The WSJ's consumer tech columnist Walt Mossberg has some health problems, namely diabetes and heart disease, he told the TEDMED crowd last night. And he'd really like it if the same kind of innovation he writes about could help out people like him.
"As we get diseases that [can] be managed, we need to take the kind of technology that's in this," he said, holding up his Apple iPad, and "put it into the hands of consumers to maintain their health or manage disease."

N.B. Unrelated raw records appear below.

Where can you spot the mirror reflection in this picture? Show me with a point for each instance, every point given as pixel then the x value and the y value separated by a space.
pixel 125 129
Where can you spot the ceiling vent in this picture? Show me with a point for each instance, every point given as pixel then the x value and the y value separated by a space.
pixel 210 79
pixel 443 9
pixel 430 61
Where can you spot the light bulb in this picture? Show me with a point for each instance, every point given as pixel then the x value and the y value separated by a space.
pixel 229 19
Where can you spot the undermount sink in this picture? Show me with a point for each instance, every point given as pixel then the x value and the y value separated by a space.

After all, the gadget he uses the most, Mossberg said, doesn't even begin with "i." It's his glucose meter, which he described as "a piece of crap" based on 1977-era technology. A product developer who "showed this to Steve Jobs [would] be fired immediately," he said.
Why? It doesn't connect to smart phones or mobile devices, or even to the internet; a reading involves an invasive fingerstick, which makes many people avoid testing their blood sugar and test strips are $1 each – another deterrent to testing.
(Last year Mossberg did review one USB-equipped glucose meter, which he said was a step in the right direction.)
He challenged the medical tech world to come up with health devices that are directed at consumers, not just clinicians. Even medical iPad and iPod apps are either aimed squarely at physicians or fall into a more broad "health and fitness" consumer category that includes golf tips and baby naming.
"There's very little I can find that speaks to health problems," he says.
Do you agree? What's your dream intelligent medical consumer device?